Last week there was a really interesting talk by Marja Hölttä at JSCOnfEu 2017: Parsing JavaScript - better lazy than eager
We should check how much time is spent parsing for Wikipedia on mobile! First let us go through a couple of extra interesting slides.
Wikipedia against the world
Marja had this slide comparing how much time is spent parsing on top site, and we can see that Wikipedia spend more time in parsing JS than maps.google.co.jp. Not sure though if that is really our mobile version or desktop. We should do our own benchmarking (we don't do that at all today). It would be really interesting to benchmark both mobile and desktop against other sites.
Parsing speed
The amount of JavasScript that is shipped is interesting because the browser needs to spend time parsing. And remember, it is not the compressed size that matters, it is the uncompressed size.

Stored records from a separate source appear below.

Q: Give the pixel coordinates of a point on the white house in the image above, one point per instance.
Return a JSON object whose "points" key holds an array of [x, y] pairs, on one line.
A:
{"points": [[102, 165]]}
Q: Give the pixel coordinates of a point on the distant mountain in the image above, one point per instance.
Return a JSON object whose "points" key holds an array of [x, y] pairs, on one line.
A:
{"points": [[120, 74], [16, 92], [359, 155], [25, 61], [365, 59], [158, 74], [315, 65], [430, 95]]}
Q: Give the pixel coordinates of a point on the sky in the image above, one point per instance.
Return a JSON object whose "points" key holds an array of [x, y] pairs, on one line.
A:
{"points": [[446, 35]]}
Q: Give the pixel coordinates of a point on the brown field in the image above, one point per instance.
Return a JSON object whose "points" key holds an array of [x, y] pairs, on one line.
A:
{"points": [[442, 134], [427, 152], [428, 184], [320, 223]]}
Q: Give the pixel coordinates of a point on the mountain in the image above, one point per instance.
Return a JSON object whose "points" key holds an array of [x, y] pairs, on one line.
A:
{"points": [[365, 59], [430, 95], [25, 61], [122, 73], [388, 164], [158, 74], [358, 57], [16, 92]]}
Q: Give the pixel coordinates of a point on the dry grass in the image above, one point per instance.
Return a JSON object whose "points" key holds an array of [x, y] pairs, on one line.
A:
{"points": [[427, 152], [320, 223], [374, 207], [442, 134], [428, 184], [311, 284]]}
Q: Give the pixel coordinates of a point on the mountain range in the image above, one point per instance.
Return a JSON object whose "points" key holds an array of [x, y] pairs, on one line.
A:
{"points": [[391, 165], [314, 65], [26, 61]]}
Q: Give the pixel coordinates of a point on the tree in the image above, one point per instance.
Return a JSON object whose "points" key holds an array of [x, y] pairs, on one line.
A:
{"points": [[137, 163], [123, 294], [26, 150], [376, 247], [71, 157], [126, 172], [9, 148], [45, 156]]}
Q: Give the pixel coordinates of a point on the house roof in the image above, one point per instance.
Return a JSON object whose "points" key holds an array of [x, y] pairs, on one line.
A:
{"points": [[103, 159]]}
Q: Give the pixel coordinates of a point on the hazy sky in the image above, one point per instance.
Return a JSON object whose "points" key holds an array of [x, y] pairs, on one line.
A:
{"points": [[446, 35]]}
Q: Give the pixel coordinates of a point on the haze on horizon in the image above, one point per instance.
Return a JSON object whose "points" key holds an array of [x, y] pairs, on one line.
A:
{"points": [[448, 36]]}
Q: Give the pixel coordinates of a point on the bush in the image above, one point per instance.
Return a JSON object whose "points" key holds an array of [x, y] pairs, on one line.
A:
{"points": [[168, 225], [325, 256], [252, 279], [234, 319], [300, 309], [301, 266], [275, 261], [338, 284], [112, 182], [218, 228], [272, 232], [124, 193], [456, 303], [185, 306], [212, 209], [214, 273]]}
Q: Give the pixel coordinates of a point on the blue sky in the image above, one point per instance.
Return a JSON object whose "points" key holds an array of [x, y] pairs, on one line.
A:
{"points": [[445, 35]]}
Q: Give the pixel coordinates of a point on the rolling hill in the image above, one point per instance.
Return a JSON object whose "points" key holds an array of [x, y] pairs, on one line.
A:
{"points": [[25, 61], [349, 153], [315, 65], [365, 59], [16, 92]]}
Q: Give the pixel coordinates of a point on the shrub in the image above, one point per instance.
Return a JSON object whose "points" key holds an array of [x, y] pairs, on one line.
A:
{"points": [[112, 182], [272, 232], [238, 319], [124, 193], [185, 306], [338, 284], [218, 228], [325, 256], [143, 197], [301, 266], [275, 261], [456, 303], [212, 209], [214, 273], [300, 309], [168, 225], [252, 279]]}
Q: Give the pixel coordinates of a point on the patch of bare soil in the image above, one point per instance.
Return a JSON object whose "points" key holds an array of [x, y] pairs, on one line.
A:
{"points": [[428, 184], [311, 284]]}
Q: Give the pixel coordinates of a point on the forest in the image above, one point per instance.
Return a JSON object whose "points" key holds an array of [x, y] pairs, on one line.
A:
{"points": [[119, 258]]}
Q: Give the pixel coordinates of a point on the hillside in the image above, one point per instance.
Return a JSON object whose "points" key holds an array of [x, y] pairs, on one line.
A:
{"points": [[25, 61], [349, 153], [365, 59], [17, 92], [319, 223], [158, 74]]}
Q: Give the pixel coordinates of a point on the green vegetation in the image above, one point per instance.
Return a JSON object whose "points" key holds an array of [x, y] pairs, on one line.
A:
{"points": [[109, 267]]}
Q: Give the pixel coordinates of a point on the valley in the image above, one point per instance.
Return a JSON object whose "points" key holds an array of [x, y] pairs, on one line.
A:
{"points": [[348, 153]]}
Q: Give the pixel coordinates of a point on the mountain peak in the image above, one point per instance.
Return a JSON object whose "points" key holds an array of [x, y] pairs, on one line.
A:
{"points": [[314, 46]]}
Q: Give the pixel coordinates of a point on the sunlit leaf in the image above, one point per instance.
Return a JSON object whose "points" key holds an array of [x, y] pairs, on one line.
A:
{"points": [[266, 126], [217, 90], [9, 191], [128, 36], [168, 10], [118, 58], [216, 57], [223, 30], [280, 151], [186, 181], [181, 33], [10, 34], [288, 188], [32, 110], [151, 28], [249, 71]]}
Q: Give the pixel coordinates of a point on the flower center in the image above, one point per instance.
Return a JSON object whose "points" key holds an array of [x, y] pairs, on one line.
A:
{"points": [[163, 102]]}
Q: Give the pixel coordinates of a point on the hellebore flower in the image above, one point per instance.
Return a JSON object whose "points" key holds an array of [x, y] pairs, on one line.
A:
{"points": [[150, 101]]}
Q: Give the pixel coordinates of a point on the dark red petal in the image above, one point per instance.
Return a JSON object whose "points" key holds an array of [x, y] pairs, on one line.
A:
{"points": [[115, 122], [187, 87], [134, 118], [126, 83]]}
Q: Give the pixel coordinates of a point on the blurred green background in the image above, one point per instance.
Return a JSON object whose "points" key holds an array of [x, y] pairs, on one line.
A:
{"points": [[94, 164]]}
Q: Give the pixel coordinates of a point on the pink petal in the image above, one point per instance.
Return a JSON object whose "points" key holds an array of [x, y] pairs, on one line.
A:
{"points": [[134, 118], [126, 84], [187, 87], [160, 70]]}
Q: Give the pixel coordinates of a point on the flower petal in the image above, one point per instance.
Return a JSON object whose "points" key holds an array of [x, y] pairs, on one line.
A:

Here we can compare how much JavaScript we ship vs single page web apps (however we don't need the JS to render in most cases).
Summary
Marja had a summary how to make things faster: "Ship less code".
Size on desktop
I've tested Obama on desktop and the amount of Javascript uncompressed is 1mb.
You can also try this in latest Chrome (59 and later) and get the amount of unused Javascript in devtools BUT it is broken and don't get all JavaScript we use, so please use WebPageTest or other tools to get the correct amount.
Size on mobile
I've also tested Obama on mobile and the amount of Javascript uncompressed is 0.6 mb that would then be 0.6 seconds just to parse it. More JavaScript shipped than the single page webapps.
Let us discuss this in our meeting in the performance team on Wednesday and see what can be our next steps.